En 1962, le musée instrumental du Conservatoire (l’ancêtre du Musée de la musique) reçoit l’instrument en don de la part de Sahei Mizuno, un collectionneur et facteur de koto réputé. Alors âgé de 71 ans, celui-ci souhaite offrir l’instrument le plus précieux de sa collection à un musée français en signe d’amitié franco-japonaise. Dans le discours qu’il prononce lors de la réception organisée à Paris en son honneur, Sahei Mizuno insiste sur les points communs entre les deux pays: «Nous connaissons la France comme une grande nation sachant toujours faire fleurir de nouvelles fleurs culturelles sur les traditions de la plus ancienne civilisation de l’Europe et nous lui témoignons un profond respect et une sympathie naturelle, parce que nous sommes aussi un peuple qui a su conserver, dans un coin de l’Extrême-Orient, une vieille civilisation». Asahi Shinbun, l’un des grands quotidiens nationaux japonais rend compte en des termes tout aussi élogieux du départ vers Paris de l’instrument, «chargé du rêve et des vœux de son ancien propriétaire». Selon le journal, ce koto est, aux yeux de Sahei Mizuno, «aussi cher que ses propres enfants», «aussi précieux que sa propre vie» et constitue l’un des plus beaux instruments de musique du pays, tant du point de vue de l’esthétique que du son.

— La tête du koto (E.962.1.1) ornée d’un délicat décor végétal incrusté - © Claude Germain

De fait, c’est une pièce tout à fait exceptionnelle qui rejoint le musée instrumental, accompagné de tous ses accessoires (chevalets, pupitre, coussin en brocart…) soigneusement rangés dans de multiples boites. Taillé dans un très beau bois de paulownia (kiri) aux veines ondoyantes, l’instrument est orné sur la tête et les côtés de la caisse de délicats motifs en forme de fougères, de pissenlits, de prêles, de papillons, découpés dans de petits morceaux d’or, de corail, de jade, d’ivoire, d’argent, d’ambre et de nacre. Les chevalets qui se glissent sous chacune des treize cordes de soie sont, quant à eux, décorés de motifs floraux à l’or et terminés à leur extrémité par un morceau d’ivoire. Ce koto de grande qualité serait l’œuvre de Tasuke II Kikuoka (dit Yasujiro Ogura) qui, selon le donateur, l’aurait fabriqué vers 1780, en collaboration avec le maître Dōshō pour la réalisation du décor. 

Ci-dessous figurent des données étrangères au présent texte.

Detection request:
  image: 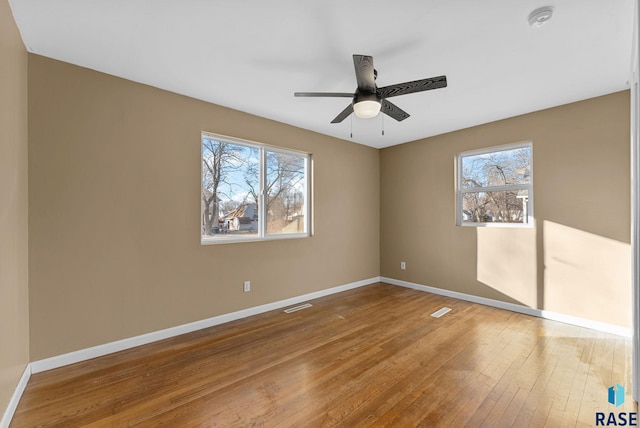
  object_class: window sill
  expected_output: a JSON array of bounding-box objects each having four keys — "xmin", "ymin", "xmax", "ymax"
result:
[
  {"xmin": 457, "ymin": 222, "xmax": 534, "ymax": 229},
  {"xmin": 201, "ymin": 233, "xmax": 310, "ymax": 245}
]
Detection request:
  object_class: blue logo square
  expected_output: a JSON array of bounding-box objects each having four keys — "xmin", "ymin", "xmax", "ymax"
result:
[{"xmin": 608, "ymin": 384, "xmax": 625, "ymax": 407}]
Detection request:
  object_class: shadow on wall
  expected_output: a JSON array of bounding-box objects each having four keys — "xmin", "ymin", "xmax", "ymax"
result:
[{"xmin": 476, "ymin": 220, "xmax": 631, "ymax": 328}]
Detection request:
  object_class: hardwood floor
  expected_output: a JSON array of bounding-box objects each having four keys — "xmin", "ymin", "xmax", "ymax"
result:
[{"xmin": 11, "ymin": 283, "xmax": 635, "ymax": 427}]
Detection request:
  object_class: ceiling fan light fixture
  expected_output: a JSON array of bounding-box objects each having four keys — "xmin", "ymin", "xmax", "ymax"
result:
[{"xmin": 353, "ymin": 100, "xmax": 381, "ymax": 119}]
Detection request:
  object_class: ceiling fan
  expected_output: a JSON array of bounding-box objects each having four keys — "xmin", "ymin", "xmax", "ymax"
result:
[{"xmin": 295, "ymin": 54, "xmax": 447, "ymax": 123}]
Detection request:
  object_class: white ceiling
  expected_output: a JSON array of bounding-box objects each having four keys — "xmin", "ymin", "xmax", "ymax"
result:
[{"xmin": 9, "ymin": 0, "xmax": 635, "ymax": 148}]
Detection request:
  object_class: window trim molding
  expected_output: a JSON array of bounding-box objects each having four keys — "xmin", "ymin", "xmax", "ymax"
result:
[
  {"xmin": 456, "ymin": 141, "xmax": 534, "ymax": 228},
  {"xmin": 201, "ymin": 131, "xmax": 312, "ymax": 245}
]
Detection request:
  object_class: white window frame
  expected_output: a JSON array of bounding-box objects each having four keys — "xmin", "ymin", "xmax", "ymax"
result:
[
  {"xmin": 456, "ymin": 141, "xmax": 533, "ymax": 228},
  {"xmin": 201, "ymin": 132, "xmax": 312, "ymax": 244}
]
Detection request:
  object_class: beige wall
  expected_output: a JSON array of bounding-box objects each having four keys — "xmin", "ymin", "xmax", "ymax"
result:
[
  {"xmin": 381, "ymin": 91, "xmax": 632, "ymax": 328},
  {"xmin": 0, "ymin": 0, "xmax": 29, "ymax": 414},
  {"xmin": 28, "ymin": 55, "xmax": 380, "ymax": 360}
]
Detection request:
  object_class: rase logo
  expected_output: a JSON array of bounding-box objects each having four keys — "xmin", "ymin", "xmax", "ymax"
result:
[{"xmin": 596, "ymin": 383, "xmax": 638, "ymax": 426}]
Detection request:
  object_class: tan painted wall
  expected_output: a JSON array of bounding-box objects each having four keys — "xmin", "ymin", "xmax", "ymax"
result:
[
  {"xmin": 0, "ymin": 0, "xmax": 29, "ymax": 414},
  {"xmin": 381, "ymin": 91, "xmax": 632, "ymax": 328},
  {"xmin": 28, "ymin": 55, "xmax": 380, "ymax": 360}
]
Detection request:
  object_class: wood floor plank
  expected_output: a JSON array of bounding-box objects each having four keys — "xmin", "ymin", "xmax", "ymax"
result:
[{"xmin": 10, "ymin": 283, "xmax": 634, "ymax": 427}]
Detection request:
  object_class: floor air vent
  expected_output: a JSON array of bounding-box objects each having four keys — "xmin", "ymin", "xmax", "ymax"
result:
[
  {"xmin": 430, "ymin": 307, "xmax": 452, "ymax": 318},
  {"xmin": 284, "ymin": 303, "xmax": 313, "ymax": 313}
]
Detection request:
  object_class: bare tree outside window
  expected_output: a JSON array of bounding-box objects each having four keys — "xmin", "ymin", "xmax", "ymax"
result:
[
  {"xmin": 242, "ymin": 151, "xmax": 306, "ymax": 234},
  {"xmin": 457, "ymin": 143, "xmax": 533, "ymax": 225},
  {"xmin": 201, "ymin": 133, "xmax": 310, "ymax": 243},
  {"xmin": 202, "ymin": 138, "xmax": 258, "ymax": 237},
  {"xmin": 266, "ymin": 152, "xmax": 305, "ymax": 234}
]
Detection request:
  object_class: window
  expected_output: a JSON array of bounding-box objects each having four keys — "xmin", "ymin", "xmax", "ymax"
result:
[
  {"xmin": 201, "ymin": 132, "xmax": 310, "ymax": 243},
  {"xmin": 456, "ymin": 142, "xmax": 533, "ymax": 226}
]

Originaire de Chine, le koto a sans doute été introduit au Japon aux alentours du VIIIe siècle, durant la période Nara. Joué à l’origine dans le cadre de l’orchestre de cour Gagaku, le koto est aussi pratiqué au sein des milieux aisés comme instrument soliste ou au sein de petits ensembles comprenant un luth shamisen et une flûte shakuhachi. Au regard de son extrême raffinement, l’exemplaire du Musée de la musique a sans doute moins appartenu à un musicien professionnel qu’à une personne de l’aristocratie, comme le suggère également le blason en forme de fleur de paulownia peint sur l’étui. Le concert du 23 septembre 2023 sera ainsi l’occasion d’apprécier l’élégance de cet instrument et d’explorer toutes ses qualités sonores dans un répertoire de suites vocales intimistes proposées par la musicienne Etsuko Chida.